Born roughly 62 miles west of that storied city in 1975, Ahmad al-Faqi al-Mahdi appeared before The Hague-based tribunal this morning in a dark-blue suit with a matching striped shirt and tie.
The color scheme on Faqi's Western wardrobe is fitting for a man of his cultural ancestry. Faqi belongs to the Tuareg people, a nomadic tribe of Berbers sometimes known as the "Blue Men of the Sahara" for the indigo pigment on their traditional robes and turbans.
As civil war erupted in Northern Mali in early 2012, Faqi had been part of a band of Tuareg separatists who formed an offshoot of al-Qaida in the Islamic Maghreb called Ansar Dine.
In his former post heading Ansar Dine's anti-vice unit, known as the "Manners' Brigade," Faqi saw himself as a guardian of the city's morality. This morning, however, Faqi described his former comrades as a "deviant group of people." Faqi bemoaned the U.S.-designated terrorist group's ability to "influence me and carry me through their evil wave."
As the rebels took hold of Timbuktu, the United Nations' cultural agency UNESCO quickly pronounced the fabled West African trading city an endangered heritage site in June 2012, and the world watched in horror as the group demolished Sufi shrines days after this declaration.
This morning, Faqi admitted to charges that he intentionally directed attacks against nine mausoleums and one mosque, among the tombs and shrines of 333 mystical Islamic saints venerated by locals there since the 13th century.
"I would like to give a piece of advice to all Muslims in the world not to get involved in the same acts that I got involved in because they are not going to lead to any good for humanity," Faqi told the chamber, along with viewers of the tribunal's roughly 10-minute feed.

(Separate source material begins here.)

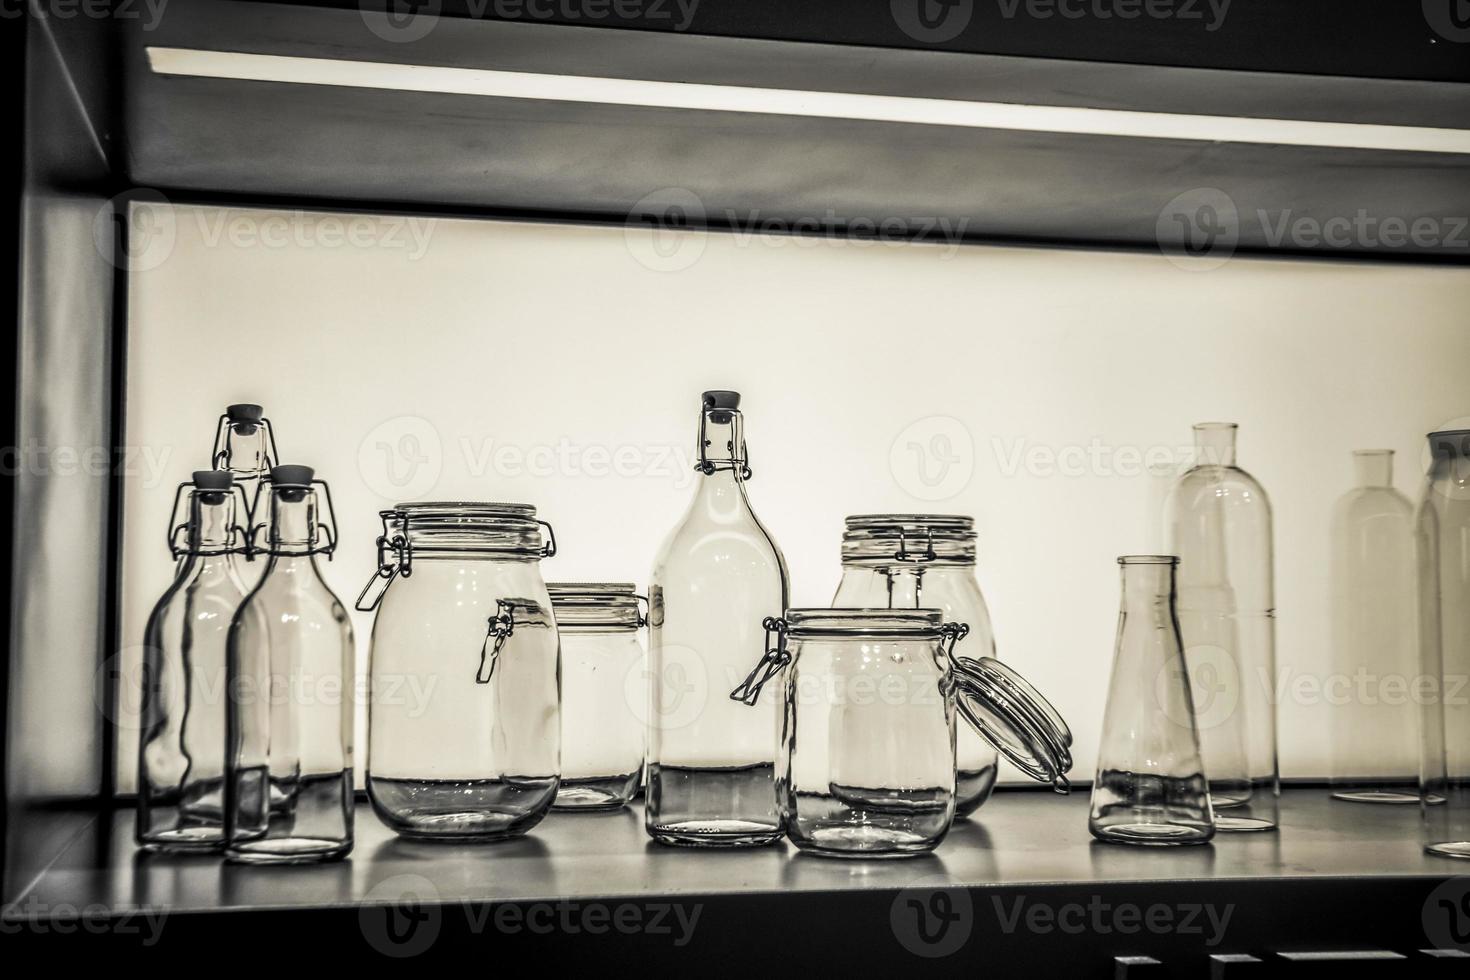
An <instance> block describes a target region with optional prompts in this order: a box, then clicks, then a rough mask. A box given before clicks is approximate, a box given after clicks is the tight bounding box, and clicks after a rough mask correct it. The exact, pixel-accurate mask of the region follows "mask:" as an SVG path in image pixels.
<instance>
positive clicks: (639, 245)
mask: <svg viewBox="0 0 1470 980" xmlns="http://www.w3.org/2000/svg"><path fill="white" fill-rule="evenodd" d="M704 219H706V213H704V201H703V200H700V195H698V194H695V192H694V191H691V190H688V188H684V187H666V188H663V190H659V191H654V192H653V194H645V195H644V197H642V198H639V200H638V203H637V204H634V206H632V209H631V210H629V212H628V220H626V222H625V225H623V242H625V244H626V247H628V251H629V254H632V257H634V260H637V262H638V264H641V266H642V267H645V269H651V270H653V272H684V270H685V269H688V267H691V266H692V264H694V263H697V262H698V260H700V257H701V256H703V254H704V245H706V235H707V232H706V231H704Z"/></svg>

The case has been widely broadcast since the ICC's prosecutor Fatou Bensouda declared the destruction of the holy site a war crime as the events unfolded.
Bensouda, a lawyer from Gambia, had assumed office mere weeks before the cultural destruction, and launched her preliminary investigation at Mali's request weeks later.

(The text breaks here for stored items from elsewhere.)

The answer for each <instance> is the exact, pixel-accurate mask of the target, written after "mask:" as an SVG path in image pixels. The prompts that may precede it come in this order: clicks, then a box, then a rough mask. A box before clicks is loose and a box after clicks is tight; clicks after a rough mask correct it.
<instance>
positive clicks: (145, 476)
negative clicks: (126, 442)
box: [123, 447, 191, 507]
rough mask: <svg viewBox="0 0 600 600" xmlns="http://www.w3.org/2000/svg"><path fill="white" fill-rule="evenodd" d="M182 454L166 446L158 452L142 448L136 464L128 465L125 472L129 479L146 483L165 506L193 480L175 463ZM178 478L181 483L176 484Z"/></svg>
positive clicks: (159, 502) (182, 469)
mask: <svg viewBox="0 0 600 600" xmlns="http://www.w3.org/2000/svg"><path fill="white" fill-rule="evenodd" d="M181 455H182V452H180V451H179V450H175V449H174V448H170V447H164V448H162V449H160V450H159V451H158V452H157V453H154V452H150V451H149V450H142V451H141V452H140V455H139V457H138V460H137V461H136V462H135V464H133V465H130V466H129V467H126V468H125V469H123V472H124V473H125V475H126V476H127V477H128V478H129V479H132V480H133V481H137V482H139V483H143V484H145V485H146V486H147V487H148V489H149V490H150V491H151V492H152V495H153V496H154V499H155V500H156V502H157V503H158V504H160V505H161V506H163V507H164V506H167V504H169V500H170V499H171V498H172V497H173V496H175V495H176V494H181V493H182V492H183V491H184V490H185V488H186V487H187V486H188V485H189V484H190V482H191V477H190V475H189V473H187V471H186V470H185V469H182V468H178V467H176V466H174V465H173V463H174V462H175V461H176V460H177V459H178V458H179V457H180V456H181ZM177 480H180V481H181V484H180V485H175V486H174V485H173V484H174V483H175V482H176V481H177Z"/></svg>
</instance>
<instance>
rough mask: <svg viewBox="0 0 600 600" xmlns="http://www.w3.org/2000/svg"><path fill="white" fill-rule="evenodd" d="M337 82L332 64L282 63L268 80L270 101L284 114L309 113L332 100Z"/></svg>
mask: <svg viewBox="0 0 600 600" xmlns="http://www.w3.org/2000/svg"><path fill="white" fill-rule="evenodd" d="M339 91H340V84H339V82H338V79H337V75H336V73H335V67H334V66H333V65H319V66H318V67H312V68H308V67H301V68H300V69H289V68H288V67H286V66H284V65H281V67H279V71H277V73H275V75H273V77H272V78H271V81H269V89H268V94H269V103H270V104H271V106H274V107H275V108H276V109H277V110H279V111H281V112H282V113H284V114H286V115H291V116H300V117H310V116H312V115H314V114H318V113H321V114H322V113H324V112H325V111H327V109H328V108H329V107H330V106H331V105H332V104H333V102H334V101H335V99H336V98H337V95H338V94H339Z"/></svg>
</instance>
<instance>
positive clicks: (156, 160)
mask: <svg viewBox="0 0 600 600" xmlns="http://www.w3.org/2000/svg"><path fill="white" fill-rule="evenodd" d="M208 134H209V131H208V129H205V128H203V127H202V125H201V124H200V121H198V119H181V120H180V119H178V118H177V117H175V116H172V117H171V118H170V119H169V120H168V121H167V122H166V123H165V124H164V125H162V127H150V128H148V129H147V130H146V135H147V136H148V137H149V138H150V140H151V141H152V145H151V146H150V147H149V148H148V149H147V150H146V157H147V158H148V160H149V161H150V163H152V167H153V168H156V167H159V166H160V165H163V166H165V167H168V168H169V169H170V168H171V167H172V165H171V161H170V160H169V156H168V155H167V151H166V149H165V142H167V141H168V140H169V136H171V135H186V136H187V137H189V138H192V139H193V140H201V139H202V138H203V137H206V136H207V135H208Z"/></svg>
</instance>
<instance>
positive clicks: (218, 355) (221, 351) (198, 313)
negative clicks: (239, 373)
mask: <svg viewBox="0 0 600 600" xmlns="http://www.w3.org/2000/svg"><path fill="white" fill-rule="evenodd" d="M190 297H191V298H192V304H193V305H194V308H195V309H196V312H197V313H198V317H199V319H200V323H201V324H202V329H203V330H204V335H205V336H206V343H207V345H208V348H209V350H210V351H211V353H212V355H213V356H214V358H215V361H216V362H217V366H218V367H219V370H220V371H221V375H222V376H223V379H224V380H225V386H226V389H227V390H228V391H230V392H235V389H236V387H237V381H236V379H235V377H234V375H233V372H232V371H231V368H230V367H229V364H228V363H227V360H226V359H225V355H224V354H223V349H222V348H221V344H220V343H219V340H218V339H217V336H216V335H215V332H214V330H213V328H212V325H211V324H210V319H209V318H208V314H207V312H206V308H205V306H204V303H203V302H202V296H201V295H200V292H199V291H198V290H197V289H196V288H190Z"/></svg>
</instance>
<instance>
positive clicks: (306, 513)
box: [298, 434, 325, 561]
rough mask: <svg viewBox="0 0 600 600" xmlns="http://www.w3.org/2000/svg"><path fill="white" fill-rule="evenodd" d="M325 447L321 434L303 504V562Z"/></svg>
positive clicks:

With the tribunal's spotty record holding dictators into account for genocide, rape and torture, some observers puzzled over the prosecution of a war crime involving a proverbial bricks-and-mortar victim, but art historians applauded the court's signal that crimes against antiquities would be taken seriously.
Erin Thompson, a professor at Manhattan's John Jay College who specializes in art crime, anticipated that the case would fire a shot across the bow heard by members of the self-proclaimed Islamic State.
"Up to now, the destruction and looting of cultural property has been seen as low-risk and without consequences," Thompson said in an interview. "Now, we've shown that destruction will be treated as a serious crime and prosecuted. I hope to see the elaborate videos that IS produced, documenting their destruction of sites like Palmyra, playing again soon - in a courtroom."